On Linux/Solaris/Mac OS X (or any other non-Windows platform), the recommended way to start Lisp on UNIX machines is as a subprocess of Emacs (XEmacs or GNU Emacs). However, Lisp may be started from a shell. The disadvantage of starting Lisp from a shell is that the editing and other features of the Emacs-Lisp interface are not available. The command for starting in a shell (assuming the Allegro directory is in your PATH) is:
mlisp
When Lisp is started, an interactive session (similar to a Unix shell, or DOS shell) is opened. Lisp expressions are entered, evaluated and the results printed out. Some expressions may be evaluated for their side-effects. It is also possible to package a Lisp application so that it simply starts and does its thing without any interactions, but that is an advanced topic. In these examples we use the interactive mode for the flexibility it affords. AllegroGraph is an optional module that is loaded (enabled) by evaluating the following expression:
(require :agraph)
You now can do the Lisp tutorial as described in agraph-tutorial.html or you can continue with the following:
The AllegroGraph server Lisp function
Start AllegroGraph Java Server.
To start the server, evaluate the following expression in the Lisp application:
(db.agraph:start-agj-server)
or the more complex form
(db.agraph:start-agj-server
:port 1776 :root "e:/tmp" :limit 3 :ender 'my-end-function :nanny 5)
The second form starts a server at port number 1776; the default directory will be "e:/tmp"; three connections will be allowed before the server shuts down; the function my-end-function will be called whenever a connection is terminated, and when the server shuts down; a separate process will check for dead connections every 5 seconds.
The arguments of the call specify how the server should be configured, The Java application must use these same parameters to connect to the server.

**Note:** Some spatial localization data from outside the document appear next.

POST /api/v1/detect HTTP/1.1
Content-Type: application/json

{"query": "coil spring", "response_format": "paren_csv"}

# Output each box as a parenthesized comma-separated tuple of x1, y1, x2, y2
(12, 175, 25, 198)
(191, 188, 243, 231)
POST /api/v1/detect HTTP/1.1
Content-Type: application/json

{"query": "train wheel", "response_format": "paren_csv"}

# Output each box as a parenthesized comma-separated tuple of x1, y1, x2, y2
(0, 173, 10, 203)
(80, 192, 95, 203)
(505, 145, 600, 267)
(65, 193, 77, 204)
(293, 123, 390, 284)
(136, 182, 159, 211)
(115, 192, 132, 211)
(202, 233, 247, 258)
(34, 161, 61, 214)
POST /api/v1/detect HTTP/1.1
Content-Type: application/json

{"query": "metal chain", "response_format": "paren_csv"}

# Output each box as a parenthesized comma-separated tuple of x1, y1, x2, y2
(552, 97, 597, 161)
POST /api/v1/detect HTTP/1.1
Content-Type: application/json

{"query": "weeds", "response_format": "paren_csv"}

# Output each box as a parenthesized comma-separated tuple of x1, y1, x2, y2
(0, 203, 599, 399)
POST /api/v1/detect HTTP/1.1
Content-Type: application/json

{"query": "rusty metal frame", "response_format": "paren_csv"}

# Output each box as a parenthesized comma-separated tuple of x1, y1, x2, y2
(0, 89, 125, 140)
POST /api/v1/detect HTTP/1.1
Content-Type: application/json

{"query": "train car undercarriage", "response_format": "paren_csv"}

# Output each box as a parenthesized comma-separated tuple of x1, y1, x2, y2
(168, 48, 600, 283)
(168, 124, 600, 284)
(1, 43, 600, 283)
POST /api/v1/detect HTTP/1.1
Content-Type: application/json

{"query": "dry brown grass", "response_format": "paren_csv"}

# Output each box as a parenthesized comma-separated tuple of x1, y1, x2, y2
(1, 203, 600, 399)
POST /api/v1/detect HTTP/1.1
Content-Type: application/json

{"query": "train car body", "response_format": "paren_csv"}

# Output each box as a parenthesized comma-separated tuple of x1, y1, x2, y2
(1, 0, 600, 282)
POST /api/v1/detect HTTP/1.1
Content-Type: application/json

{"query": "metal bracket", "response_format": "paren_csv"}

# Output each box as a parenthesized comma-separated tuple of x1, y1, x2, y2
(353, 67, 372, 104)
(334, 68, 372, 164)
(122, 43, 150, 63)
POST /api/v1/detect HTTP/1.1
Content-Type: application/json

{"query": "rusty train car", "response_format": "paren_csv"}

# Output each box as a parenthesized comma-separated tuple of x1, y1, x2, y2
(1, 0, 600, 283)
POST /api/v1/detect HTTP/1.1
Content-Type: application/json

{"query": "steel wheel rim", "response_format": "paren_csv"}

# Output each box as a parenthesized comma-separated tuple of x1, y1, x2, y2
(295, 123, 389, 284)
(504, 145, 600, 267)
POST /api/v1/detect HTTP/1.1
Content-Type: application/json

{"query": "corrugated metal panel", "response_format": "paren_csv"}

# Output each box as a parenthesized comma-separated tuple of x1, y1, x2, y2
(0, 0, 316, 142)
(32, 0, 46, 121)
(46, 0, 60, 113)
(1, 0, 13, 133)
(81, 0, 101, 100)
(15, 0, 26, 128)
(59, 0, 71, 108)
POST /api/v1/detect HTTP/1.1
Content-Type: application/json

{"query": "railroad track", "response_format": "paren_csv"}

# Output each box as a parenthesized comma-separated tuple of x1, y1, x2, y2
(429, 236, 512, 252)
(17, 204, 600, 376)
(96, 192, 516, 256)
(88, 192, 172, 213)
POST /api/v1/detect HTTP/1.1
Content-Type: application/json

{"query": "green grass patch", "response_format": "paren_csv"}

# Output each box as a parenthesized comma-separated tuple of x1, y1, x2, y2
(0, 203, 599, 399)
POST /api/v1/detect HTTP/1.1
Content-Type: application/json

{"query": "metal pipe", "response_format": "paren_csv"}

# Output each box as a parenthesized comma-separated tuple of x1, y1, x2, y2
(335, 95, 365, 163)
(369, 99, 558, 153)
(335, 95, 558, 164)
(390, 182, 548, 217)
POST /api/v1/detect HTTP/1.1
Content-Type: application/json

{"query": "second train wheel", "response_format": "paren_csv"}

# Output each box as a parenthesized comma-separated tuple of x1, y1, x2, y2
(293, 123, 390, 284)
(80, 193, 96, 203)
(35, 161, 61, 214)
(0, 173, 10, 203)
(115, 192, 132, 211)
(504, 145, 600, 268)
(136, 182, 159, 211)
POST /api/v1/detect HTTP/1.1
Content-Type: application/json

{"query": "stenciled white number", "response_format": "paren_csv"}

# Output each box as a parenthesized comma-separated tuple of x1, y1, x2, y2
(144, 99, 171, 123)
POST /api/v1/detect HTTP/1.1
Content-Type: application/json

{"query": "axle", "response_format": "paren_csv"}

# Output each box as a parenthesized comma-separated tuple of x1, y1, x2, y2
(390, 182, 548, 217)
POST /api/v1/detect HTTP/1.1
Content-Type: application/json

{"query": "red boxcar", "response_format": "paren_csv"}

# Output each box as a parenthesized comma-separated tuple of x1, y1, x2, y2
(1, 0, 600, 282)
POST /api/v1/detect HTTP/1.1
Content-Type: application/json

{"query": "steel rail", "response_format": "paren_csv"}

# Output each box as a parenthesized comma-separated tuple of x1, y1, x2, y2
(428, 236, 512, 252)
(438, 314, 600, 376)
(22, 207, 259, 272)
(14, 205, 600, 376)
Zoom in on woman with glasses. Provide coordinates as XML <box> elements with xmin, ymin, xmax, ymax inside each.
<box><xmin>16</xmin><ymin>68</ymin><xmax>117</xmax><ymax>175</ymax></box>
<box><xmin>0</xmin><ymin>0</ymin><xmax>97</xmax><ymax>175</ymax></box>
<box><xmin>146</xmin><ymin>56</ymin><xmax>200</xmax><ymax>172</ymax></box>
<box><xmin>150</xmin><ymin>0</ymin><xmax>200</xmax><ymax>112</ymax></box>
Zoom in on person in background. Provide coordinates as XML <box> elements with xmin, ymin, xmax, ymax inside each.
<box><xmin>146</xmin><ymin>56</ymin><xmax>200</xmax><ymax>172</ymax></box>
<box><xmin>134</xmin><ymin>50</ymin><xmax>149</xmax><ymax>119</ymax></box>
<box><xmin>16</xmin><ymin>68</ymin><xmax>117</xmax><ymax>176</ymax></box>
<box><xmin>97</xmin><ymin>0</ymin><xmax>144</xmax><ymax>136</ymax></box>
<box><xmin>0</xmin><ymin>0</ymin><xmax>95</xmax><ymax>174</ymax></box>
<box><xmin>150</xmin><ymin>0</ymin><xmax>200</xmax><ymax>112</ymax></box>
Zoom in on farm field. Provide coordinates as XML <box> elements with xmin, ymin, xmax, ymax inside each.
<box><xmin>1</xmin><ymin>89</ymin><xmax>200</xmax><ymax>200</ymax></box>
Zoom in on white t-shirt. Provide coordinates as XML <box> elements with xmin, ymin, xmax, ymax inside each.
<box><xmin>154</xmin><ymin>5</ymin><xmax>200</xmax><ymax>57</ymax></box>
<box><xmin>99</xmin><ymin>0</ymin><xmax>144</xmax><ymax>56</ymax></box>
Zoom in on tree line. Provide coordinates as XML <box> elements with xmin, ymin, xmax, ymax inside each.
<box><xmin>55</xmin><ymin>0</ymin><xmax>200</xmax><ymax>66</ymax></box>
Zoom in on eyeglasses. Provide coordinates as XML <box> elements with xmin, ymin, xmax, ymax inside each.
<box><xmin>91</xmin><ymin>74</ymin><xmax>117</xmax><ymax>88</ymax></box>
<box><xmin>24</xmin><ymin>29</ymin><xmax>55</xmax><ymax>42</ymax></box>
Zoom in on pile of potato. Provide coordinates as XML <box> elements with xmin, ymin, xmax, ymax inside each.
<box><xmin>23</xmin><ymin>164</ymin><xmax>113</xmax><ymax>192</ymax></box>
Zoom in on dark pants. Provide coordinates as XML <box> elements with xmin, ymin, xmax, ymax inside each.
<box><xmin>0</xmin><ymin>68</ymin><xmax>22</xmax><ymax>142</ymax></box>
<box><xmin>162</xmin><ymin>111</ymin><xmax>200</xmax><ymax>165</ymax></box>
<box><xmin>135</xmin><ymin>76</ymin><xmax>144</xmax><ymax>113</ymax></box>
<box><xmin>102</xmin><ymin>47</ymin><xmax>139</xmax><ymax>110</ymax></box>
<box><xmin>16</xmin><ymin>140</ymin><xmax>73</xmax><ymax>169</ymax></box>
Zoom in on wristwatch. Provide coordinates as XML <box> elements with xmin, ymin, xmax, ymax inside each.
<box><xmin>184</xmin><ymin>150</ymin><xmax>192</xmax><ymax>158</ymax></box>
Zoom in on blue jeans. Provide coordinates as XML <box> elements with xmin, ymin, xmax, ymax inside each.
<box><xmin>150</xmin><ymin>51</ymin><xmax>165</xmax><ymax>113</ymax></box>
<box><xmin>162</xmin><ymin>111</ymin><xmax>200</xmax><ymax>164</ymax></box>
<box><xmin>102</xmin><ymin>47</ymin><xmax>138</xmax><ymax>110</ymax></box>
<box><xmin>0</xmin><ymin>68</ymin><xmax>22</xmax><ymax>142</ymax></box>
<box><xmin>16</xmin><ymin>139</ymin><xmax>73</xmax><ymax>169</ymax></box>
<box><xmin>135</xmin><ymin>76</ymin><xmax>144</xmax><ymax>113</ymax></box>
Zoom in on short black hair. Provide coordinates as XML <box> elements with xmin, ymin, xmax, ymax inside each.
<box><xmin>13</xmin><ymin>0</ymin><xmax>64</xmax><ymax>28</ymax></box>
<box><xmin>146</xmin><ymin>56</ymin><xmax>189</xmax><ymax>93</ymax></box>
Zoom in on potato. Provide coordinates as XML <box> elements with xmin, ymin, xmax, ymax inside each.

All the arguments are described in detail in the AllegroGraph Reference Guide.
Setting the location of the AllegroGraph Server application
The main() method of the AllegroGraphConnection class is a utility that sets the Java Preferences value used by the subsequent application.
java -cp '.:com.franz.agraph-2-2-5.jar' com.franz.ag.AllegroGraphConnection [-user uuu] [system sss]
If the method is run without any arguments, it simply lists the current settings on the console.
The -user argument sets a user preference; the -system argument sets a system preference.
Setting a system preference normally requires administrator permission.
The value of each argument is the absolute pathname of the AllegroGraphJavaServer executable distributed with AllegroGraph.
We have not tested Preferences settings with all possible Java and OS combinations. On Windows XP, both user and system preferences are set reliably with Java 1.4.2 and Java 5. On Linux (Fedora 5), Java 5 sets user preferences but GNU Java 1.4.2 did not.
AllegroGraph Java sources
The Java code for the AllegroGraph Java API is open source under the terms of the Mozilla Public License Version 1.1. The source code is distributed with AllegroGraph and is installed with the other AllegroGraph files. The main source files are in agsrc-2-2-5.jar. The file agsrctbc-2-2-5.jar contains additional classes that are used by TopBraidComposer.